Erik Ostrom (eostrom@pepperoncini.gac.edu)
Sun, 28 Nov 1993 21:52:48 -0600

Message-Id: <9311290352.AA05858@gac.edu>
To: bajan@bunyip.com (Alan Emtage)
Subject: Re: Minutes for URI
In-Reply-To: Your message of "Sun, 28 Nov 1993 18:24:51 EST."
<9311282324.AA15643@mocha.bunyip.com>
Date: Sun, 28 Nov 1993 21:52:48 -0600
From: Erik Ostrom <eostrom@pepperoncini.gac.edu>

> In order to pick up URL's in free text (eg, a mail message) it would
> have to be tagged. Otherwise the scanner would have to be able to
> recognize every possible URL access method. This was considered
> infeasible.

Hm, this sounds familiar... When I made this argument on the list, I
believe it was suggested that URLs in free text should be given a
wrapper, like <http://foo.bar.com/hi-there.html>, since for useful
embedding you need an end-of-URL marker as well as a beginning-of-URL
one.

Within the wrapper, I would argue (although others disagree) that you
want some kind of direct indication of whether the identifier is a
URL, a URN, or whatever. But I don't think this is part of the URL,
or URN. I can picture something like <URL
http://foo.bar.com/hi-there.html>, where whitespace separates the
identifier class from the class-specific information.

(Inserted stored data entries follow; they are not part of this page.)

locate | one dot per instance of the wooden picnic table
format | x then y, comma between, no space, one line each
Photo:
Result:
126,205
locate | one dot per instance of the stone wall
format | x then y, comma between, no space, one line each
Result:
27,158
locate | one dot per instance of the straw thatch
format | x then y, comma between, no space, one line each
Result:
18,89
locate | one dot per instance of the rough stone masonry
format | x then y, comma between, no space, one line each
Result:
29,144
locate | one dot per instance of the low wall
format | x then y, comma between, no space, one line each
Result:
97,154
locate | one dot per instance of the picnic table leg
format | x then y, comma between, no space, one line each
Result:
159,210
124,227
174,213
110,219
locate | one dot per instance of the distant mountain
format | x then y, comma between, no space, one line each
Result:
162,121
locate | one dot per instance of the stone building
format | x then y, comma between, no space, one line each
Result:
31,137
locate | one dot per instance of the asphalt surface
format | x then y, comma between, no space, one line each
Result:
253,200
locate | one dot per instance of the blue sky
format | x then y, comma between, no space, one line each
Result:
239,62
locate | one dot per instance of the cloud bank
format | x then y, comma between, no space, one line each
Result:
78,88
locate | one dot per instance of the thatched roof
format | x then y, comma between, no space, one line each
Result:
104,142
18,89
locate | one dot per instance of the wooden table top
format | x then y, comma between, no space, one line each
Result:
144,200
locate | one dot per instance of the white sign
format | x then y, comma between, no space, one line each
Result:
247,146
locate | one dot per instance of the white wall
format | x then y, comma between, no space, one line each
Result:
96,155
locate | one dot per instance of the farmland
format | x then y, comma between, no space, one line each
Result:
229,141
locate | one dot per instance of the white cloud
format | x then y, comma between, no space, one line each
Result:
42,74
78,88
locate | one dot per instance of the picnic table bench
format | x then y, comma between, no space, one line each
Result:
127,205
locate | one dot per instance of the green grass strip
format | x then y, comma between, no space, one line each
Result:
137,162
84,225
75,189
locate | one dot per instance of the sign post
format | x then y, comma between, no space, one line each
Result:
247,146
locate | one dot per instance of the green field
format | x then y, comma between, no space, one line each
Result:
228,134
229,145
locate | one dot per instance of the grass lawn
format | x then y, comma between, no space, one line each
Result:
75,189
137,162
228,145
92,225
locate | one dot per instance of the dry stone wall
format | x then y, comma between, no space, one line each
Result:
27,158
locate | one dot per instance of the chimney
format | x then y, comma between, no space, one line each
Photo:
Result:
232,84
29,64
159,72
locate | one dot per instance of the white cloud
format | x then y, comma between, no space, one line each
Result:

The point is, if you see URL:http://foo.bar.com/hi-there.html, just
lying there in free text, you can't tell where it ends, unless you do
some kind of gross punctuation thing like require a space between the
URL and the comma. So you need some other way to identify it, which
means that you can get along without the prefix. And putting the
string "URL:" in the URL in any context where the identifier is
_known_ to be a URL is just redundant.

> I believe that somebody also made the point that if we were going to have
> the other UR* prefixed (URN: for example) then it seem for consistency
> that URL: would be the way to go.

I guess I suspect that the arguments against the URL: prefix apply
equally to the URN: prefix.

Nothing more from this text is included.